The provocative and bizarre “Return Engagement” (1983), a documentary of the debates between 60s counterculture guru Dr Timothy Leary and Watergate conspirator G Gordon Liddy, helped Rudolph acquire financing for his next “personal” film, “Choose Me” (1984). Inspired by soul singer Teddy Pendergrass’ song of the same name, it moodily mused on the convoluted romantic entanglements of a bar owner and her lovelorn patrons, including a radio talk show hostess called Dr Love, and was his biggest (big being a relative term here) hit to that time. By his next film, “Trouble in Mind” (1985), Rudolph had gathered a following dedicated to his meditations on love and loneliness in peculiar settings, this time a town called Rain City in an unspecified dystopian future. The Rudolph brew had also come to mean cryptic performances by, typically, Chaplin, Carradine and Genevieve Bujold, and a whimsical absurdity that could sometimes sabotage narrative flow. 1990’s “Love at Large”, starring Tom Berenger, Elizabeth Perkins and Anne Archer, despite its appealing mix of parody and sobriety, suffered from this problem to some extent, while his follow-up, “Mortal Thoughts” (1991), could have used more of it.

“The Moderns” (1988) marked the realization of a long-cherished project, a story of an American artist in 1920s Paris who witnesses the transformation of “art” into a commodity. The film deftly satirized an era of art history and high culture whose reputation has enjoyed great reverence. It mixed fictional characters with historical figures such as Gertrude Stein, who sums up Rudolph’s approach in one line: “I’m not interested in the abnormal; the normal is so much more simply complicated.” He again tackled material close to his heart in “Mrs. Parker and the Vicious Circle” (1994), creating a finely tuned tribute to the celebrated writers and artists that comprised the legendary Algonquin Round Table of the 1920s. Dismissing the notion that the two are companion pieces, Rudolph told DGA News (October-November 1994): “‘The Moderns’ was intentionally a dream movie, there was no reality . . . [‘Mrs. Parker’] is the first time I made a film based on a reality other than my own invented one.” Altman rejoined him as producer on the high-profile project, and noteworthy performances from Jennifer Jason Leigh as celebrated wit Dorothy Parker and Campbell Scott as humorist Robert Benchley elicited positive buzz, if mixed reviews. Its poor performance at the box office, however, reduced Rudolph’s stock around Hollywood to a career nadir.

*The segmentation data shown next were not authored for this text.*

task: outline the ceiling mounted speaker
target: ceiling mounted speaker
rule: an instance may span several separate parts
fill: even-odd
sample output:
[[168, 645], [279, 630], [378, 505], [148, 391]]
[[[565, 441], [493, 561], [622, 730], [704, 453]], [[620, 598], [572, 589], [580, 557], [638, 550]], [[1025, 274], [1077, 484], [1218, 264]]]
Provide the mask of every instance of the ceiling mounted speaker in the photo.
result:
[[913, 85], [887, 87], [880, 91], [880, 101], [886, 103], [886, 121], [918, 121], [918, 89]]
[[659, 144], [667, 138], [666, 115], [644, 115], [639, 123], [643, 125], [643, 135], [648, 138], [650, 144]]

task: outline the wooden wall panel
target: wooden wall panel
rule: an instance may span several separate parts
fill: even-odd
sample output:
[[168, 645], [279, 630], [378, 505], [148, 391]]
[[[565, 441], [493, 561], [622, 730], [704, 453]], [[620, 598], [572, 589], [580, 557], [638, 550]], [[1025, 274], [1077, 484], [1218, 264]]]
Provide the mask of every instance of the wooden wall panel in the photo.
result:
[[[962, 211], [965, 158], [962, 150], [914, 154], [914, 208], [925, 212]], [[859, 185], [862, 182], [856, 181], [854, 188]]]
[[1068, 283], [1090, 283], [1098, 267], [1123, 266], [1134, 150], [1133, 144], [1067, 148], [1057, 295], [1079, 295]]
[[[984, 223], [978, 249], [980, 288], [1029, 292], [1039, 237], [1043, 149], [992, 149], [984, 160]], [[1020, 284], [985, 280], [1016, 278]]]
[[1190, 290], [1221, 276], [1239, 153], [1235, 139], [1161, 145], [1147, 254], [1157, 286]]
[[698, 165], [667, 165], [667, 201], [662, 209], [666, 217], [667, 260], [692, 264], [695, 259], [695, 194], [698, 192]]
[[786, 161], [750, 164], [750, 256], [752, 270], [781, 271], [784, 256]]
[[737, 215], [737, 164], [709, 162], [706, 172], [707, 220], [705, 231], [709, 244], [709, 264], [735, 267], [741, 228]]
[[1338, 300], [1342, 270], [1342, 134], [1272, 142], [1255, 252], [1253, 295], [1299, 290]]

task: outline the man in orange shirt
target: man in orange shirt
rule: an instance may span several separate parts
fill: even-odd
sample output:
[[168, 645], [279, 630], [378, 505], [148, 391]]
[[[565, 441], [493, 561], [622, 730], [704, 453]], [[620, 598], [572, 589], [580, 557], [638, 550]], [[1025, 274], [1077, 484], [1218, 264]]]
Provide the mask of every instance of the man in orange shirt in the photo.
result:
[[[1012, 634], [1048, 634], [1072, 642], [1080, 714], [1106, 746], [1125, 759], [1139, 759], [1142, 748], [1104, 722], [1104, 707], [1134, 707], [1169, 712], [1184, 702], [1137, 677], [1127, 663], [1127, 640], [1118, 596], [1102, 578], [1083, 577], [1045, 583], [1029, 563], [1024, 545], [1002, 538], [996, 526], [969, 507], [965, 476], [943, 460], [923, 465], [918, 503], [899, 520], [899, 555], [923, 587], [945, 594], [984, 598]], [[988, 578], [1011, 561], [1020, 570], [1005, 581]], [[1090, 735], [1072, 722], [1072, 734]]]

Expert at making Montreal stand in for Paris and New York in his previous two films, Rudolph let it be itself for “Afterglow” (1997), a look at marriage and infidelity most similar to the director’s “Choose Me” in its noirish meditation on loneliness and the elusiveness of love. The “unwashed soap opera” is an alternately giddy and sorrowful fable (Nick Nolte’s character’s name is Lucky Mann) about two married couples whose lives intersect with a shuffling of partners. By the end, there’s a hint the original couples may be reunited, but Rudolph, ever the master of the ambiguous ending, is loathe to wrap things up neatly. Having adapted Kurt Vonnegut’s “Breakfast of Champions” for Altman during the middle 70s, he was finally able to make the 1999 film himself with the help of Bruce Willis, who came aboard as Dwayne Hoover, the successful car salesman who underneath the bright smile and slick threads is falling apart. Though Rudolph would seem an ideal choice for the material, his failure to capture the satiric spirit of the book seemed to reinforce the notion it was unfilmable, with only Nolte’s juicy turn as a paranoid lingerie-lover rising to the required comic level. Nolte was back as the pompous Senator Avery in Rudolph’s slapstick gangster pic “Trixie” (2000), which starred Emily Watson as the titular security guard who earnestly tackles a murder case with dreams of glory.